The Fort Gondo exhibit takes its title from the eponymous 1955 Douglas Sirk film in which (Ronald Reagan ex-wife) Jane Wyman plays a wealthy widow who falls for her young gardener, played by Rock Hudson. The gallery guide describes the film as a vividly coded melodrama, which Edelberg and Anschultz then use as interpretive muse.
The suggested art-film pairing offers inspiration for analysis of the artwork now on display and of the relationship between the overt or sometimes subtle, but still relatively accessible, messages within a movie narrative and the often difficult to read messaging of contemporary abstract art.
In contrast to Edelberg and Anschultz’s sculpture and paintings, the complex social commentary within Sirk’s film is rooted in discursive technique that today’s audiences are familiar with and can readily discern. The artistic renderings at Fort Gondo, on the other hand, require a leap into less charted territory. It is in work like this that art becomes the playground for philosophy. The coupling of these two forms of expression (the Hollywood movie; the multimedia art work) allows for a channel to be formed between a story told in a familiar way and one that requires attention because of its unfamiliarity.
Brandon Anschultz’s sculptures take ambiguous forms that could and could not be found in nature. They are constructed from combinations of unexpected materials that do not match with any previous experience. What is it? In this case can mean: “What is this made of, its material attributes are so strange to me?” “Is this meant to be something I can recognize – animal, vegetable, mineral?” “What does this object mean -to me? -to the artist?”

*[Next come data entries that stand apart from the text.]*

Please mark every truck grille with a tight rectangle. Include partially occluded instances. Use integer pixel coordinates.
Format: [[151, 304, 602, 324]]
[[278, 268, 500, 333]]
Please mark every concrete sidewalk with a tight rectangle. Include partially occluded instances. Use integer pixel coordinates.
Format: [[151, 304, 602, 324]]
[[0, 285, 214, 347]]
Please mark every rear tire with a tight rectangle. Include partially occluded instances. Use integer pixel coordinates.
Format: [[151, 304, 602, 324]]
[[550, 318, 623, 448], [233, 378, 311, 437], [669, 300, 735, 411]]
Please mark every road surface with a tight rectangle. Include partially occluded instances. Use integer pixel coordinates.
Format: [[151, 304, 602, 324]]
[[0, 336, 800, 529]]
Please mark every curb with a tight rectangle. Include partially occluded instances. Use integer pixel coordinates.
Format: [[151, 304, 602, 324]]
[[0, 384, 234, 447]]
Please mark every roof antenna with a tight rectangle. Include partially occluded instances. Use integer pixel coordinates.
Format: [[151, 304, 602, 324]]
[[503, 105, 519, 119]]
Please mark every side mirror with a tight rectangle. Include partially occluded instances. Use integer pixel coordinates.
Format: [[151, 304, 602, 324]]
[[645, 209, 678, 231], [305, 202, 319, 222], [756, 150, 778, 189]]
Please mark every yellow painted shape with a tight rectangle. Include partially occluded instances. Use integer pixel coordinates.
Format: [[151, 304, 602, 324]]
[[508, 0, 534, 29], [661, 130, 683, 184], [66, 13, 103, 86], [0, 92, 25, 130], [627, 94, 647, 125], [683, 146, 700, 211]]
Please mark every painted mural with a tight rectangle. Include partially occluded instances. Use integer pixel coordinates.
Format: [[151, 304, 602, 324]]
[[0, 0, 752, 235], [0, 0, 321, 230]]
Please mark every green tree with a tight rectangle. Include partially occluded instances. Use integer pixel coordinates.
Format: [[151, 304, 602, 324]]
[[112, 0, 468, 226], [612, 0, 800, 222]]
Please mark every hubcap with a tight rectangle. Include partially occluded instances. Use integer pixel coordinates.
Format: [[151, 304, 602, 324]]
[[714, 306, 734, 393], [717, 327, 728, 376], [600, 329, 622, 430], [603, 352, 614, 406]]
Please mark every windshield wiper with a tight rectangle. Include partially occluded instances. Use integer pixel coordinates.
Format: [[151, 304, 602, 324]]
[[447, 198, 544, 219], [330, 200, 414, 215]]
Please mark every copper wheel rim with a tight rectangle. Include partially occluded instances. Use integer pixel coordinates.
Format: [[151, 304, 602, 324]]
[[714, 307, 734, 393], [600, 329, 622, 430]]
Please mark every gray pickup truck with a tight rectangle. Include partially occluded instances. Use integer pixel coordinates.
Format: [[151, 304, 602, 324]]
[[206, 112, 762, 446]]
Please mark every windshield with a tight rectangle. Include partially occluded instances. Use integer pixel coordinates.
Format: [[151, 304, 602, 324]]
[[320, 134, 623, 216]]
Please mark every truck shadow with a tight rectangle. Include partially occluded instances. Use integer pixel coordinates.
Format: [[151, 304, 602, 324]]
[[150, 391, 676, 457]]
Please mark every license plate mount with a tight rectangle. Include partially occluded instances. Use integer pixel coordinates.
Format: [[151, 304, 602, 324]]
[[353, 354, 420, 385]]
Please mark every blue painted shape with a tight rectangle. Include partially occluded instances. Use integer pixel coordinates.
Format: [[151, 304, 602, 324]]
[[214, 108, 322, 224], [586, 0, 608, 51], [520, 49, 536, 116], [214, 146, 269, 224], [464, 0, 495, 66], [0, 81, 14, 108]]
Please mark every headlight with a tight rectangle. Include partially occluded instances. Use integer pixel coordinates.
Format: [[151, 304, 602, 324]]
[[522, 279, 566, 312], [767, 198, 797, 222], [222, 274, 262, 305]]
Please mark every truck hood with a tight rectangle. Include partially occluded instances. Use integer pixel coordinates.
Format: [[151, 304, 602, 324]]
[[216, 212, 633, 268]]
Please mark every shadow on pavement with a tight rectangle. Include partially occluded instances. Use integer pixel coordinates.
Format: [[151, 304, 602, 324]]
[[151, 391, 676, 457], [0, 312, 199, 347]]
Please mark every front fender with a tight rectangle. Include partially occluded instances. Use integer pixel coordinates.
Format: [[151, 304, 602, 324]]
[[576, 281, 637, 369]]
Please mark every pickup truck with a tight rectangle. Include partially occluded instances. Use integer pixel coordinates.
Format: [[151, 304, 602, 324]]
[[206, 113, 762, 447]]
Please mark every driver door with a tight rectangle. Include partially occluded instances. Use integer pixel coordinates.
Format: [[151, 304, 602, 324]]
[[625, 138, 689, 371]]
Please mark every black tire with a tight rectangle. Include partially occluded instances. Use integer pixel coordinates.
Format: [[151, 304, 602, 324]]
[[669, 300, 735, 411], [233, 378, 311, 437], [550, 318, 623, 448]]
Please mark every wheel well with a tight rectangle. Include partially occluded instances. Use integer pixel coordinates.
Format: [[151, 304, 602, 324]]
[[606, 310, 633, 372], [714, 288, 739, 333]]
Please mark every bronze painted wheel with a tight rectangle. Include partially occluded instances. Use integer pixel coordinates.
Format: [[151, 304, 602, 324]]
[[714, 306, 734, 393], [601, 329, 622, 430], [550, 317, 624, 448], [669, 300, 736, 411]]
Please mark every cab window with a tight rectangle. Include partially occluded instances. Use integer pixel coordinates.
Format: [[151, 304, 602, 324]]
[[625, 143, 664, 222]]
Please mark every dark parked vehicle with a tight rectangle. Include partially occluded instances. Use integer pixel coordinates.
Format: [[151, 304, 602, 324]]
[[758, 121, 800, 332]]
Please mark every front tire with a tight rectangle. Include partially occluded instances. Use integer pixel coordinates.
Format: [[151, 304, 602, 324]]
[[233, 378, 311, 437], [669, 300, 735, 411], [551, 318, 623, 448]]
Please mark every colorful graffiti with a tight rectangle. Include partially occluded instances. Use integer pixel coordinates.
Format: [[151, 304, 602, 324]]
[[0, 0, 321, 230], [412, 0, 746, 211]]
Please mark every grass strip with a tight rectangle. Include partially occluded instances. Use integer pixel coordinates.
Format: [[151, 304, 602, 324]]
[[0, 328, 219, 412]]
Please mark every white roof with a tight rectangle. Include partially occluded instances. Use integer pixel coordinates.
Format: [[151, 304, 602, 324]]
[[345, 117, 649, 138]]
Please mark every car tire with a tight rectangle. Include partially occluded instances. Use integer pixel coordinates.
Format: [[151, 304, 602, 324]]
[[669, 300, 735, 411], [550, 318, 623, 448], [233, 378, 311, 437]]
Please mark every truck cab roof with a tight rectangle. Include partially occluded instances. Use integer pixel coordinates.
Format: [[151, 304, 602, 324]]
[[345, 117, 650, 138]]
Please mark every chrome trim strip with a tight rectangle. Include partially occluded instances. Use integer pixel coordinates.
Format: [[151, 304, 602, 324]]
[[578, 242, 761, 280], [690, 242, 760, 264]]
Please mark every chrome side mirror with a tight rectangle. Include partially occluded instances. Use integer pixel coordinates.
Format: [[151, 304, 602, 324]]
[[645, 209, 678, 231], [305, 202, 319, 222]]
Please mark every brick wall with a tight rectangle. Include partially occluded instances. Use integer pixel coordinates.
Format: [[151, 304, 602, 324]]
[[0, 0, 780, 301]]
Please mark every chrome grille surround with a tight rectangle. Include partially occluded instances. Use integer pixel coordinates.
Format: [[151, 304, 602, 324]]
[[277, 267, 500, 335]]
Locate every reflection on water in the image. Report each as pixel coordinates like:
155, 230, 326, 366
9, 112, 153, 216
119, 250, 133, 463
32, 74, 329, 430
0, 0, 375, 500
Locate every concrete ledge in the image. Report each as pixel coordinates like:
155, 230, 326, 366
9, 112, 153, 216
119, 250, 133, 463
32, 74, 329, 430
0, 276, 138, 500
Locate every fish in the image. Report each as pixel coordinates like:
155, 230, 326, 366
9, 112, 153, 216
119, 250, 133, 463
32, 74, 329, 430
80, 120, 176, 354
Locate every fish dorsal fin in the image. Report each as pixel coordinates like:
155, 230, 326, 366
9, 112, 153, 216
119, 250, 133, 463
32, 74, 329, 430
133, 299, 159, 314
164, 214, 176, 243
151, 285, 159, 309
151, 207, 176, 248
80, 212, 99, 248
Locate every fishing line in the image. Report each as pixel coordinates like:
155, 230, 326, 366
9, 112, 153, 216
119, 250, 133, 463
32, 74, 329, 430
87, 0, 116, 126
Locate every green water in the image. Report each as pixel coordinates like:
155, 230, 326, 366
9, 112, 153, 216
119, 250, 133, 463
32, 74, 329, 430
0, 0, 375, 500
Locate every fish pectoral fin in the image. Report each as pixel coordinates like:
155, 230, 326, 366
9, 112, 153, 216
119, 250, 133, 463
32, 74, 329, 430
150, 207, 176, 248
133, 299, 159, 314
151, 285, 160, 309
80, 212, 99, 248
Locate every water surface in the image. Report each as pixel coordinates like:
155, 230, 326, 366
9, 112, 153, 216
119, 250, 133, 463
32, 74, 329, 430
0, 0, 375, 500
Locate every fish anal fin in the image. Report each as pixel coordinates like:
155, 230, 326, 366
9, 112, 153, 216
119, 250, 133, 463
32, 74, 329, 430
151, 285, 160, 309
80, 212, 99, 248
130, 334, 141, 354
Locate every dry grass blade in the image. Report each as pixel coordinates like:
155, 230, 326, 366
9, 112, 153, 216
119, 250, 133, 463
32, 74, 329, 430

Mirrors within some of Anschultz’s work create further obfuscation, transmitting reflected realities. The center gallery sculpture, Open Plain, becomes something altogether new when viewed looking down its core into the mirror on the floor below it.
Benjamin Edelberg assembles collage from what appear to be1950s black and white photographs. The themes are heady with emphasis on disjointed cut-out body parts that are made active by the presence of a leg or arm too many or the layering of patterned pieces. As within Sirk’s film, sexuality is present but obscured. While Edelberg’s imagery is not straight-forward, his formal approach is. Though, like Anschultz, Edelberg teases more from his materials than pure function, using “red tea,” a traditional stain, to create a subtle second layering element of his paper transfers.
Though Fort Gondo is open only by appointment outside of opening events, the exhibitn is always open to the public during Fort Gondo’s Poetry Series readings. Nick Demske and Stephanie E. Schlaifer will read selections of their poetry at 7 p.m., Friday Jan. 25.
Sarah Hermes Griesbach is a freelance writer.